Milestone 3: 3rd game, 3rd strategy
- Deliverables: code + tests + documentation + readme file. Make sure that you document the changes since the last iteration and the reasons for those changes. Your code and design should be “smell-free” at this point.
- Deadline: Friday Nov 21st. Weight: 20% of the overall project grade.
Milestone 4: Two more features! Unlimited undo/redo moves and ability to save/load a game. 5% overall project bonus: port to Android platform.
- Deliverables: code + design + documentation + readme file.
- Deadline: Friday Dec 5th. Weight: 25% of the overall project grade.
Milestones must contain all necessary files and documentation, even those items that are unchanged from previous milestones. Missing files cannot be submitted after the deadline, no exceptions. Verify your submission contains all necessary files (in particular, don’t forget to include your source code!) before submitting on cuLearn. The “readme” file, listed as a deliverable for each iteration, is typically a short text file that lists and describes: the rest of the deliverables, the authors, the changes that were made since the previous deliverable, the known issues (known issues are graded less severely than undocumented ones!) and the roadmap ahead. “Documentation” includes up-to-date UML diagrams, detailed descriptions of design decisions made, complete user manuals, and javadoc documentation.
Note that nobody is stopping you from working ahead of schedule! In fact, iteration i+1 will very often give you good insight into iteration i.

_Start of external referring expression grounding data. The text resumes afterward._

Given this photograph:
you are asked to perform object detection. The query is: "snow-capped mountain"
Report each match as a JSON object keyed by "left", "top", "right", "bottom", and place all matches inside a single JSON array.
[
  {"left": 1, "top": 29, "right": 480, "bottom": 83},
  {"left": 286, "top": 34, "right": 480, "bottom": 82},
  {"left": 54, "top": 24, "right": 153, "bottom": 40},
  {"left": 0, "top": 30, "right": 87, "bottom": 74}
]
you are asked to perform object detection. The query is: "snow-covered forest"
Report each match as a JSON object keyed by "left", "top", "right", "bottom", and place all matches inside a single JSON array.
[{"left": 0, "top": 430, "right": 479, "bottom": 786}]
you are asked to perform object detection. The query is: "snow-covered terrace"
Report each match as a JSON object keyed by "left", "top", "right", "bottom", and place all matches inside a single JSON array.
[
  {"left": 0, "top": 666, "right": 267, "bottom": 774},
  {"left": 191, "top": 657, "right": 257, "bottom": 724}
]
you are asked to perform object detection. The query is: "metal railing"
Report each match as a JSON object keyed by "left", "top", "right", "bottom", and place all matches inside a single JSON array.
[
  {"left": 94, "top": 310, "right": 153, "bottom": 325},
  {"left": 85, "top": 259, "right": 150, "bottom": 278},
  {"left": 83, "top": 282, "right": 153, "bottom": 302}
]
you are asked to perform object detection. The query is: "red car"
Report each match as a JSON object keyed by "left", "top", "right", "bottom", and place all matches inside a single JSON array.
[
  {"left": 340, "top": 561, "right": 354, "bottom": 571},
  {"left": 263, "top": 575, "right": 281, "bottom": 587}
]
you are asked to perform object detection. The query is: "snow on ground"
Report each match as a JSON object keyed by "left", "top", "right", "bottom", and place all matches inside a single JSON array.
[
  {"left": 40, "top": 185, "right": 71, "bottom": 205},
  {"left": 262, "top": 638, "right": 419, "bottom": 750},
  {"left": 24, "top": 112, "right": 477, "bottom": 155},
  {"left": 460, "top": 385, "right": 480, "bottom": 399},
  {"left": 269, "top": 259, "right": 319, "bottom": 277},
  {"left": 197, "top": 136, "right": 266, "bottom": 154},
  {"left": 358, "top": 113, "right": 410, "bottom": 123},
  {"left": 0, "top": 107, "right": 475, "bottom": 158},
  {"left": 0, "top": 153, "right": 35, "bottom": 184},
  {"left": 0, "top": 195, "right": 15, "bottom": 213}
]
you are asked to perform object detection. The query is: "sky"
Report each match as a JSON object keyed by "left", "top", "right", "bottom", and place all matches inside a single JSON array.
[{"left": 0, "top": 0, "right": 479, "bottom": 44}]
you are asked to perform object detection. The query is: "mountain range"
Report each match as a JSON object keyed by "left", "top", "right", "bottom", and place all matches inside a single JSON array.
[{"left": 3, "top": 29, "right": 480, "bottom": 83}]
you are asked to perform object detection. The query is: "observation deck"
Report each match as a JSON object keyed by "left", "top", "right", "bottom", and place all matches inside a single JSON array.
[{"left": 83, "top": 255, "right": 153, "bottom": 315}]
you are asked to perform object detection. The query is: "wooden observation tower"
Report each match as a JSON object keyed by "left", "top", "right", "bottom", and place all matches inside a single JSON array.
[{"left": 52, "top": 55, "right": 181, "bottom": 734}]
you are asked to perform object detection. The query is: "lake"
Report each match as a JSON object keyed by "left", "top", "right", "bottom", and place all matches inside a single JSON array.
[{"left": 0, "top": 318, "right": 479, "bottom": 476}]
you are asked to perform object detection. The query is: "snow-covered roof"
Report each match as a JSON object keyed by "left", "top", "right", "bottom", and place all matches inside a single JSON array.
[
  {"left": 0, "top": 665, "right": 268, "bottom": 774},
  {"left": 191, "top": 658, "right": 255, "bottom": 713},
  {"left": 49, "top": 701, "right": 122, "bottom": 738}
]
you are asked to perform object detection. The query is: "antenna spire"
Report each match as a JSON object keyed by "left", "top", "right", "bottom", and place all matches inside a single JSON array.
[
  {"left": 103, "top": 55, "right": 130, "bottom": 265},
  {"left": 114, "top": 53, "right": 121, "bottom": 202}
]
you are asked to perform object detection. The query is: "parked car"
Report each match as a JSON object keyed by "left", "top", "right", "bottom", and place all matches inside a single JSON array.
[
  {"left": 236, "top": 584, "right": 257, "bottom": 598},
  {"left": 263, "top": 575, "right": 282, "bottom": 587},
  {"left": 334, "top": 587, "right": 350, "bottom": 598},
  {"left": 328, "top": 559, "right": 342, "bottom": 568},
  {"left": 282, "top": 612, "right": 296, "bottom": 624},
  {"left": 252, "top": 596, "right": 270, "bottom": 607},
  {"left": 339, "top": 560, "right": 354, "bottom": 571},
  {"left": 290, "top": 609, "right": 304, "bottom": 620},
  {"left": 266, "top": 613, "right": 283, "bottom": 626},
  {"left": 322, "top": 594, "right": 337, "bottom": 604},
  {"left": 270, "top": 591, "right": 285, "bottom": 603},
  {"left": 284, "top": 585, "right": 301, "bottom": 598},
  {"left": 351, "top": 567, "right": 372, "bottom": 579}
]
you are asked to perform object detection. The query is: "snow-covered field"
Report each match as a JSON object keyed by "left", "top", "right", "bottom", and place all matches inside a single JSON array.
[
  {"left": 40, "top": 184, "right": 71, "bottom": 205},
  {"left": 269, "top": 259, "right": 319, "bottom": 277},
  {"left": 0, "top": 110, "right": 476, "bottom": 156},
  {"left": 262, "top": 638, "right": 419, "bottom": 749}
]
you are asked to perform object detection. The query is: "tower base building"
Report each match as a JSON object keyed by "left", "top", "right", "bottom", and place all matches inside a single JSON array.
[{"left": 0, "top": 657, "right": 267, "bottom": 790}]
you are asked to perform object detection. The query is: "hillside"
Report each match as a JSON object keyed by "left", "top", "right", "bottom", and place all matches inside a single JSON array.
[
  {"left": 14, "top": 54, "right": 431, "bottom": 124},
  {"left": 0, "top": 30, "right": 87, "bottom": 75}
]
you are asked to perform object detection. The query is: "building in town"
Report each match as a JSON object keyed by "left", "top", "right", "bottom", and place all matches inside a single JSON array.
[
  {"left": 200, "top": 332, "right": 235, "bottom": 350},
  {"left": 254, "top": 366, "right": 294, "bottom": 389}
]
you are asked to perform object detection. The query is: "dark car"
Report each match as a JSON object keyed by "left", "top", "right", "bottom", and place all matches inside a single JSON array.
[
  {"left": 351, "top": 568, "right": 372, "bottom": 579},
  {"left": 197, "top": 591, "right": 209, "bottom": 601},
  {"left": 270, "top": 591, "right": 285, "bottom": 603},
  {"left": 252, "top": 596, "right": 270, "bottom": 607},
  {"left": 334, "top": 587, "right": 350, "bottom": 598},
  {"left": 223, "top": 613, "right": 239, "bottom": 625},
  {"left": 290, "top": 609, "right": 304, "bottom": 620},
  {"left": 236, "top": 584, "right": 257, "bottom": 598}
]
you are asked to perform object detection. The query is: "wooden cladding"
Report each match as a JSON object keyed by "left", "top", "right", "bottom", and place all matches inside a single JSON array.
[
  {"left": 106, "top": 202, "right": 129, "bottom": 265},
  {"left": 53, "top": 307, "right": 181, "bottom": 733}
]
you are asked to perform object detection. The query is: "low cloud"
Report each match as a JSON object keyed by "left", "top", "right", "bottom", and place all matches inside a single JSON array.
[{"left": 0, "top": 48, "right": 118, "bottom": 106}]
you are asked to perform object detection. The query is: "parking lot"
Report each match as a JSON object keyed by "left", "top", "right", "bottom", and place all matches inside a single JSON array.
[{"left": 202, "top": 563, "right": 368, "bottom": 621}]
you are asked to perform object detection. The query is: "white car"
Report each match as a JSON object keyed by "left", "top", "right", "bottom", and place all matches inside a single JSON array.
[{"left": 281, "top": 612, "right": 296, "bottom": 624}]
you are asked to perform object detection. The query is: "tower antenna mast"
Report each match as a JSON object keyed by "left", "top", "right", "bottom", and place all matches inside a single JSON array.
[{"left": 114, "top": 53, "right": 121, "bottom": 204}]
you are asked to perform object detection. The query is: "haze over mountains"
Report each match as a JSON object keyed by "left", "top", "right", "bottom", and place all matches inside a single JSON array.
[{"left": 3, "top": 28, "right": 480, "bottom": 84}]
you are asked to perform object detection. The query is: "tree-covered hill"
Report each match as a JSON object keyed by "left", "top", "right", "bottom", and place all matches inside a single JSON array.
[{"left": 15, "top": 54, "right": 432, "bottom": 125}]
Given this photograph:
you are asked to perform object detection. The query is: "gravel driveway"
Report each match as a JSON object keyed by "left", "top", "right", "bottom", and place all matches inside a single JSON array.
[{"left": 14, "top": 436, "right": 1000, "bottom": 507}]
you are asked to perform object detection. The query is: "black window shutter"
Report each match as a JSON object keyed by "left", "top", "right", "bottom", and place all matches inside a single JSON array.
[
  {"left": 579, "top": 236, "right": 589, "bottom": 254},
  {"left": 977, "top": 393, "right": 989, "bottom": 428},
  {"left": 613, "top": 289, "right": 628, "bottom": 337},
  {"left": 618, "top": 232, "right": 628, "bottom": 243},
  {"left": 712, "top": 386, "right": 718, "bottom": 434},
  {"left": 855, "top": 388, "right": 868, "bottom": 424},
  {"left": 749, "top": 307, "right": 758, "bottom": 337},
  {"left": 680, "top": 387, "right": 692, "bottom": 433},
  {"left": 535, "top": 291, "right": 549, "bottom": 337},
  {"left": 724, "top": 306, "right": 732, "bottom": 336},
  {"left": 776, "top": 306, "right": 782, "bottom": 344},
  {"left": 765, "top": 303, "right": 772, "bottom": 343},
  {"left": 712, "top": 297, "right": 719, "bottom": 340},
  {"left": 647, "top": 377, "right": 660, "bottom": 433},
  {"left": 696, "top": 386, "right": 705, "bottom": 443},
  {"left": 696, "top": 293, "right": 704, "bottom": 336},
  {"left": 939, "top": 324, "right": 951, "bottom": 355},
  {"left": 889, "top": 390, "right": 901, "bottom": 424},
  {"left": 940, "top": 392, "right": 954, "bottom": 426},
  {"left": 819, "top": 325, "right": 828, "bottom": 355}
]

This is a team project. Each team should have 4 members (or exceptionally 3). A project’s success obviously depends on contributions from each member! So divide the work and cooperate. Each contribution (source code, documentation, etc.) must contain the name of its author: we will use this to determine whether there is any significant difference in the quality and quantity of the contributions of the team members. If any such difference is detected, the individual grades will be adjusted accordingly. You are expected to use Github to manage your project (version control, issue-tracking, wiki, etc...), but the deliverables for each milestone should also be submitted for marking on cuLearn. Each team will be given a private Github team repository. The TA and/or the instructor will also be members of each of the Github teams, so that they can track your use of the tool, verify that all group members are contributing, and their feedback will be given by opening new issues.
The marking scheme for each iteration will be comprised of: completeness of the deliverables, the quality of the deliverables, and, for iterations 2 to 4, we also look at whether you took into account the feedback you received from the TA in the previous iteration.